Perante este quadro, a proposta em discussão é equilibrada nas opções que toma.
Ao optar por um nível fixo de tributação alinhado com o patamar básico do regulamento europeu, torna-se simples e previsível para as empresas – ao contrário de outros países que optaram por níveis mais elevados e nalguns casos variáveis. E ao alargar para quatro anos o período de referência para cálculo dos lucros pelo menos 20% superiores garante-se solidez na realidade face à qual se está a analisar o que constitui, ou não, lucro excedentário.
Por outro lado, estende-se à distribuição alimentar esta contribuição, excluindo as micro e pequenas empresas deste esforço. Outros países alargaram a vários setores os seus instrumentos de tributação de lucros inesperados, mas tendo Portugal optado por se colocar no essencial dentro do regulamento europeu, incluir ainda assim a distribuição faz sentido numa ótica de coerência, de equidade e de adequação aos fins.
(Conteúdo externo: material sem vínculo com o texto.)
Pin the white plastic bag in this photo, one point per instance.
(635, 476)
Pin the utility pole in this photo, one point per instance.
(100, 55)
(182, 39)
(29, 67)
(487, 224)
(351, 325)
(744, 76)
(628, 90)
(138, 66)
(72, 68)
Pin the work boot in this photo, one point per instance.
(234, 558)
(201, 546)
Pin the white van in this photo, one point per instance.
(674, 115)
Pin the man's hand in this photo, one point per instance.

Sendo um setor não abrangido por outro instrumento de taxação extraordinário ou de solidariedade, é um setor com reporte de lucros significativos pelos seus principais agentes num mercado com níveis elevados de concentração e num momento de dificuldades das famílias. Ora, não apenas a alimentação tem um forte peso nos orçamentos das famílias de menores rendimentos como é, atrás da energia, o setor em que o Índice de Preços no Consumidor teve maior crescimento nos últimos 12 meses (quase 19%).
Tendo a arrecadação de receitas destas contribuições temporárias afetação prevista que inclui apoio financeiro aos mais vulneráveis nos encargos quer com bens alimentares quer enquanto clientes finais de energia, justifica-se plenamente a tributação de lucros excedentários no atual contexto.
É, na verdade, tanto um imperativo ético de moralização das dinâmicas de mercado e de socialização dos desequilíbrios por este gerados, como um reforço de meios que pode ser relevante para as políticas públicas de mitigação dos efeitos da atual crise, em particular junto dos mais vulneráveis.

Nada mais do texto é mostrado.